The first edition of this civilian trek to Siachen in 2007 had angered Pakistan, which had claimed that opening the “disputed territory” for tourism would lead to “serious consequences” and “vitiate the atmosphere for the peace process”. It had also called the trek “incongruous” and lodged a strong protest with India.

India, however, went ahead with the trek, an effort at reinforcing to the world that it owns the icy heights ranging from 16,000 to 22,000 feet in altitude on the Saltoro ridge region in the northern most part of Ladakh in Jammu and Kashmir, and Pakistan is nowhere near the glacier.

“The trek this year is at the planning stage. It will include 40-45 volunteers, including women, journalists, DRDO scientists, enthusiasts from other organisations and cadets of military schools,” a defence ministry official told IANS here.

The trekkers will first acclimatise and train in basic mountaineering craft at Leh and later will be escorted by soldiers during the arduous 26-day trek when they will get to see some Indian Army positions on the way.
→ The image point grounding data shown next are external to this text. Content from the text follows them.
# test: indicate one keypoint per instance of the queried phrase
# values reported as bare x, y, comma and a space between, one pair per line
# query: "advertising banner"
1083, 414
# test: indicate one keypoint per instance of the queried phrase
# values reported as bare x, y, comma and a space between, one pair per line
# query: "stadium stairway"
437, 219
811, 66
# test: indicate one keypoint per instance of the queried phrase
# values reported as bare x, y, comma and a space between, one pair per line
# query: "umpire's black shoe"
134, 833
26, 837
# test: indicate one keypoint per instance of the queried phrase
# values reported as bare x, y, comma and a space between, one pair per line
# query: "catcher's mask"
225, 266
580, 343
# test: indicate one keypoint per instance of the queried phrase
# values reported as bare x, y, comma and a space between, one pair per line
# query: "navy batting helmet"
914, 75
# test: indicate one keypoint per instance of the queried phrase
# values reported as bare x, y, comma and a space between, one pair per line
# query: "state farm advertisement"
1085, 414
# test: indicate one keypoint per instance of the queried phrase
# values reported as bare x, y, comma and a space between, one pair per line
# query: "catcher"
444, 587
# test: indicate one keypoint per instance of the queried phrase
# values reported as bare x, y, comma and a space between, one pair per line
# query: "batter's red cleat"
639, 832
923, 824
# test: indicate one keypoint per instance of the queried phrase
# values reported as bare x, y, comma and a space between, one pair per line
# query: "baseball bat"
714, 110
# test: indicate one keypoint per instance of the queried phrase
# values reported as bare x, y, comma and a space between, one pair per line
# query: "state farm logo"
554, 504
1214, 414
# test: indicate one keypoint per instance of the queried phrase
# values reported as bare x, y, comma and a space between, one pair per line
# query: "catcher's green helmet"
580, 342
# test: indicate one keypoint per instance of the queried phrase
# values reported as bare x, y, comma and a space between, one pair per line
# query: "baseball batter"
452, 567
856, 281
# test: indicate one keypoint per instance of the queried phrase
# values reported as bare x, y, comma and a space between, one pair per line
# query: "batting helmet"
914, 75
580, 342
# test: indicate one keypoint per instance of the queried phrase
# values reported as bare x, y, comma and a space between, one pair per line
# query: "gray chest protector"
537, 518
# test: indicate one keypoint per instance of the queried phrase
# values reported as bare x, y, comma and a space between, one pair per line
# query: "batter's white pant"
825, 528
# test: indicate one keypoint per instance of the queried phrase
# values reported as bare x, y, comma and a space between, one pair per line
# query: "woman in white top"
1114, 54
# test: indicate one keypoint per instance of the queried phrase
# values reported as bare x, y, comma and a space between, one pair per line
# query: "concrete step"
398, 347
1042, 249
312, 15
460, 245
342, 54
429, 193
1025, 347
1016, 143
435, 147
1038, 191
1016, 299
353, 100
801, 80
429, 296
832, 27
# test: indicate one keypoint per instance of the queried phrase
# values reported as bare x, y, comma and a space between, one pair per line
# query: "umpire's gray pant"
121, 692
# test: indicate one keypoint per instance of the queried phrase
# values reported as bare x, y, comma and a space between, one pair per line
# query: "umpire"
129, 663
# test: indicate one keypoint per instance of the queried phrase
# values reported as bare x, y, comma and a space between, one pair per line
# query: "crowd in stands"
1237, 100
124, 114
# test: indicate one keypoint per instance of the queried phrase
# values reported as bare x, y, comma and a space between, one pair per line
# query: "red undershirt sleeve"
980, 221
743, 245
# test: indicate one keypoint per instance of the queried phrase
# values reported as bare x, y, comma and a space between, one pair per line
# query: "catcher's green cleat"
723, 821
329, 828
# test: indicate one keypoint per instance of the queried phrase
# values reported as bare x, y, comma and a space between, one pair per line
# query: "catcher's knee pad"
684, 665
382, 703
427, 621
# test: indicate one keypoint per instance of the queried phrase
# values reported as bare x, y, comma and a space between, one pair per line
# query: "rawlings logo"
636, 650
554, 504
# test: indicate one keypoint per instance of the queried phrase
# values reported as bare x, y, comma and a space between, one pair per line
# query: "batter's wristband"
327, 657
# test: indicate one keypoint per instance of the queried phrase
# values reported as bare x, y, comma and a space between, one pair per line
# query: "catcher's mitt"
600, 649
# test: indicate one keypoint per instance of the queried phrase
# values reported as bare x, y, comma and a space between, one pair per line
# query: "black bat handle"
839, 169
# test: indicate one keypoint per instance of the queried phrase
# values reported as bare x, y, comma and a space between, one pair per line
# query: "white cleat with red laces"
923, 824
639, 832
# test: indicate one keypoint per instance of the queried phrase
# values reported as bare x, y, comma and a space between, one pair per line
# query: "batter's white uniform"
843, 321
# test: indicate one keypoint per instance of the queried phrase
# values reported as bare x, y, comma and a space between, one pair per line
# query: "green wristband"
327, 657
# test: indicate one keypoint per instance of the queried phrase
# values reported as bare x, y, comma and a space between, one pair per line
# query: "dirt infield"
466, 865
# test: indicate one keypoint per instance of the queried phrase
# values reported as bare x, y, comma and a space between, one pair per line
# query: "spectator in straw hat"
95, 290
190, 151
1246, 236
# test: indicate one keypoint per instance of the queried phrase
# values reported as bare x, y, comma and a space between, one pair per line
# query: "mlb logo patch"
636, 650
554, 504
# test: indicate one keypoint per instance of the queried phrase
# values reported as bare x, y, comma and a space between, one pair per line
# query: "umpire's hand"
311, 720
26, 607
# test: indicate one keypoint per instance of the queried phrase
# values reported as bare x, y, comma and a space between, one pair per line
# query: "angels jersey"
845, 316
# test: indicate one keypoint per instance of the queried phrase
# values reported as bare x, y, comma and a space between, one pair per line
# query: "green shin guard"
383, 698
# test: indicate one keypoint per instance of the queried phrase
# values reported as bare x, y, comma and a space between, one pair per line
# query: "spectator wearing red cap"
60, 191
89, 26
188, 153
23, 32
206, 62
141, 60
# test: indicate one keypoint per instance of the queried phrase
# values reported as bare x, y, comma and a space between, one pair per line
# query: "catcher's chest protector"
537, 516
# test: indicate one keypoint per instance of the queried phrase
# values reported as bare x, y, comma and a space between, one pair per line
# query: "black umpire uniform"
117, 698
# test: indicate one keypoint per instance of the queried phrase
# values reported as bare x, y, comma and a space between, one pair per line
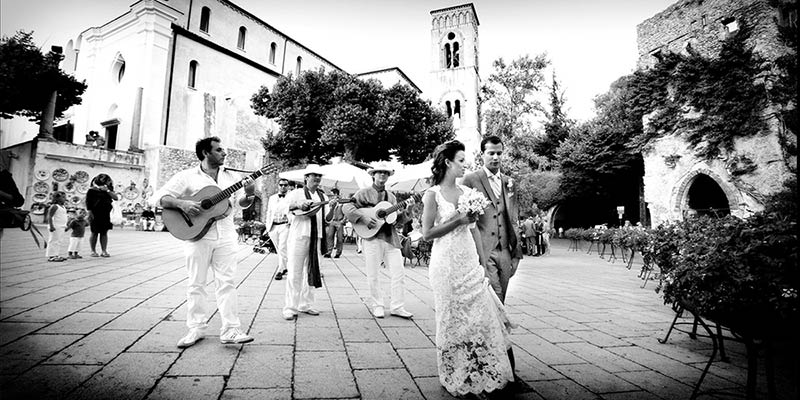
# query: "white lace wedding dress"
471, 323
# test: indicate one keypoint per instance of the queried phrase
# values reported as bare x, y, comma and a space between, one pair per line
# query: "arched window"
192, 73
205, 17
242, 37
273, 47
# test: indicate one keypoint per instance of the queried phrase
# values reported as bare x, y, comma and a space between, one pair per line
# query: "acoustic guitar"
384, 212
213, 201
316, 206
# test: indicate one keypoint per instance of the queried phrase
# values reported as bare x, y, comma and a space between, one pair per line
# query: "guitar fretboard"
236, 186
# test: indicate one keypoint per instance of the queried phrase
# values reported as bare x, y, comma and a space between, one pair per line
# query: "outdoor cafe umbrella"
411, 178
346, 177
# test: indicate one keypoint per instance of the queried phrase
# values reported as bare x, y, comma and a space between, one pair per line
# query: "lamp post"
49, 112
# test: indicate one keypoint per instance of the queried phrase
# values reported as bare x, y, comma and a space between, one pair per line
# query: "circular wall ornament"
60, 174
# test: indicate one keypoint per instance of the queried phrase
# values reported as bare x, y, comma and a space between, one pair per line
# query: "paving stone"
319, 339
162, 338
380, 384
373, 355
10, 331
207, 357
99, 347
129, 376
261, 394
420, 362
138, 319
602, 357
595, 378
432, 389
272, 331
263, 367
405, 338
323, 375
185, 387
79, 323
360, 330
48, 381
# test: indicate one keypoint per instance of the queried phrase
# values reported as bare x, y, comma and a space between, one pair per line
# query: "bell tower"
454, 74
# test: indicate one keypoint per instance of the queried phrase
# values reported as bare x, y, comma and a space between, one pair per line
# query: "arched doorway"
706, 197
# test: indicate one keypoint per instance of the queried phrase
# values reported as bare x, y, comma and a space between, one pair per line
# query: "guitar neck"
232, 188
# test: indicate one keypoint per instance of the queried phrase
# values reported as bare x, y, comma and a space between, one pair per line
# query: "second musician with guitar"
384, 246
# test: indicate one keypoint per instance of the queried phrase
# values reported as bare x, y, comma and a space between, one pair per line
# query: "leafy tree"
329, 114
28, 78
557, 126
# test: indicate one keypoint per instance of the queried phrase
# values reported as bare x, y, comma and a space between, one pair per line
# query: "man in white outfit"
384, 247
216, 251
278, 224
306, 236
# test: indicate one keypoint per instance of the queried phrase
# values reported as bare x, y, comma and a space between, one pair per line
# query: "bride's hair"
445, 151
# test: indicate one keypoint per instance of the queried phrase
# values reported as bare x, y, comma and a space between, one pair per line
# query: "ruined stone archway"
705, 192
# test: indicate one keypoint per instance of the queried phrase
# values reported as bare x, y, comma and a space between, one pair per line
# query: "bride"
471, 323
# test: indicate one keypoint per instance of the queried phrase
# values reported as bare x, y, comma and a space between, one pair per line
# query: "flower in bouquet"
472, 202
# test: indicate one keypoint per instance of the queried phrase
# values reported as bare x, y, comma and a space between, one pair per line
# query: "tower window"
242, 37
192, 74
205, 17
273, 47
299, 66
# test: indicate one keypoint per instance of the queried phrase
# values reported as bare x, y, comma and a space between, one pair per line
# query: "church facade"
161, 76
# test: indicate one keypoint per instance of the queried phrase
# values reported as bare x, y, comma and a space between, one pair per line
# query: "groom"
497, 224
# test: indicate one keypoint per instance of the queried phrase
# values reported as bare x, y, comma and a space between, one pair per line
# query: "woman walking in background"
98, 202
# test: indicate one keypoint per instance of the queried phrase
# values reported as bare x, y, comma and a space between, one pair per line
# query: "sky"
590, 43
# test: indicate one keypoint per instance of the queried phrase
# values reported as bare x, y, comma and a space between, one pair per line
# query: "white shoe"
402, 313
191, 338
235, 336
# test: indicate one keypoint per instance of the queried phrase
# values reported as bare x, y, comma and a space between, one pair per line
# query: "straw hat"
381, 166
313, 169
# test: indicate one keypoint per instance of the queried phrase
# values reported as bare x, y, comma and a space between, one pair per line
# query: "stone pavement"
101, 328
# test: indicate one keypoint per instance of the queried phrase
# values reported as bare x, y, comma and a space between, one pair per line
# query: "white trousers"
375, 252
74, 244
279, 234
219, 256
299, 295
54, 242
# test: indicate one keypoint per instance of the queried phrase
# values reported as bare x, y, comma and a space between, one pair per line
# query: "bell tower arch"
454, 71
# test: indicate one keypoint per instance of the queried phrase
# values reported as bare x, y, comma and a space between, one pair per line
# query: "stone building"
455, 79
676, 181
161, 76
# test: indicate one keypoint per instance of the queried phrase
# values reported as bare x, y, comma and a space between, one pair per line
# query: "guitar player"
384, 247
216, 250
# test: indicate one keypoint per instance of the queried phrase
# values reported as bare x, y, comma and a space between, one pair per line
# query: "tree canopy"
28, 78
327, 114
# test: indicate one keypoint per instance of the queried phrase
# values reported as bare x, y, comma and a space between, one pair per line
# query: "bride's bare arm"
430, 232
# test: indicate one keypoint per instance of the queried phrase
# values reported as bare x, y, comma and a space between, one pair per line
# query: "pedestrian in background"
99, 201
57, 223
78, 227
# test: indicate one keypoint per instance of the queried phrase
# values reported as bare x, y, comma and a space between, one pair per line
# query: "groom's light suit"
497, 226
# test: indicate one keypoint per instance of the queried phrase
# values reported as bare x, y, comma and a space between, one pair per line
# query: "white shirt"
494, 182
301, 225
190, 181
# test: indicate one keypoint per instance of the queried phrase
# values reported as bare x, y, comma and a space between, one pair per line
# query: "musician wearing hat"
306, 238
384, 246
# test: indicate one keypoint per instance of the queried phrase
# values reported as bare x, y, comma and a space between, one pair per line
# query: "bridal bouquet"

Siachen is a 70-km long glacier where the guns of India and Pakistan stopped booming in November 2003 following a ceasefire. It has claimed more lives of army men from both India and Pakistan due to inhospitable weather than artillery shelling.

India was provoked into launching Operation Meghdoot by airlifting its troops and take control of Siachen in April 1984 by Pakistan army’s Operation Ababeel aimed at clandestinely occupying the glacier in the guise of a Japanese trekking expedition to climb the Rimo Peak on the east of Siachen overlooking Aksai Chin.

India has long held that Pakistan should “authenticate” the 110-km Actual Ground Position Line (AGPL), both on the map and on the ground, before any talk of demilitarisation of the glacier could begin, though both sides agree to the need to withdraw their troops.

Their talks on peace in Siachen began in 1985 and the 12th round of the discussions on the dispute was held in New Delhi May 30 and 31 this year between the defence secretaries of the two nations.

The bone of contention in the protracted negotiations has been the “authentication” of the AGPL beyond the NJ-9842 grid reference point, where the well-delineated Line of Control (LOC) simply stopped dead in the 1972 Shimla Agreement, right till the Karakoram Pass.